After everyone is fed, Nea and I walk to the pond and recut the hole in the ice to dip out water for the sheep. I look down into the black water and sometimes see water boatmen (corixidae) gliding slowly through the freezing water and wonder what life is like for an aquatic insect under a foot of ice. Best not to think about it too much I say to myself and trudge back over through the snow with my buckets filled.  



Come spring, I'm going to stock the pond with brown trout; adding a new protein source to our diet here and expanding our menu offerings at the Coyote Cafe (opening June 1st!). The Coyote Cafe has been a dream of mine for years. It started as an idea for a coffee kiosk deep in the woods that would be an oasis for me, or anyone wandering around in the back 60 acres. 


As we began feeding more and more workers and visitors here at Worlds End, the Coyote Cafe transformed into an idea for a full restaurant that would serve to feed those of us working here and also feed visitors.

Feeding people is an easy way for them to get to know us and what we do here.


My days here this winter are bookended by these chores in the sheep field and chicken coop. In between I work on plans for the Coyote Cafe. I design the kitchen and the tables, I think about the linens and the dishes. I write menu ideas. I'm so excited it makes me smile to type this to you.

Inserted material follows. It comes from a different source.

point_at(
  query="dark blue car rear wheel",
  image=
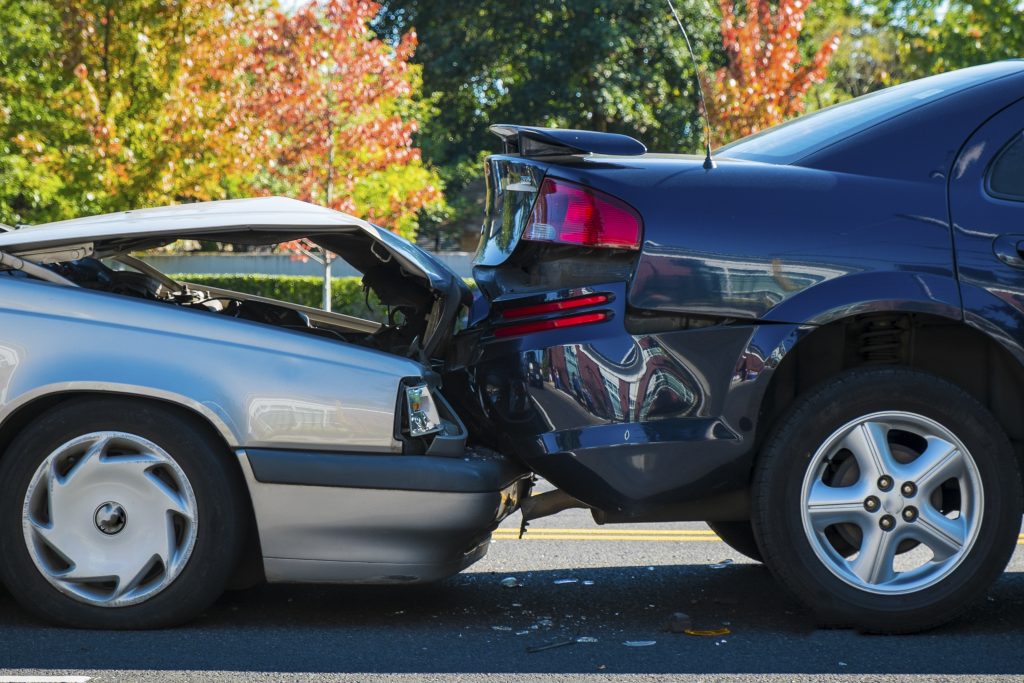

In a few weeks I'm launching a new website that will let people to sign up for tours of Worlds End. The tour includes lunch at the Coyote Cafe with our staff. Probably lots of days no one will show up and it will just be us, our apprentices and occasionally, artists in residence. But somedays I like to think one or two families will show up, or a group of 6 friends on their way through the Mohawk Valley enjoying a weekend away from the city. Maybe people like you who want to walk through the flower fields, pet dogs and see this place in person.

Coyotes eat everything, did you know that? Small rodents and rabbits mostly, snakes, frogs, fish. Occasionally a large animal if they're hunting in a pack. They also eat fruit, and grass in summer and fall. They are highly adaptable opportunists. They mate for life - isn't it funny that we love to know when animals do that - and the males raise litters of pups together with the females; they co-parent.
They live here with us, roaming around the woods at night; our shadows on the periphery.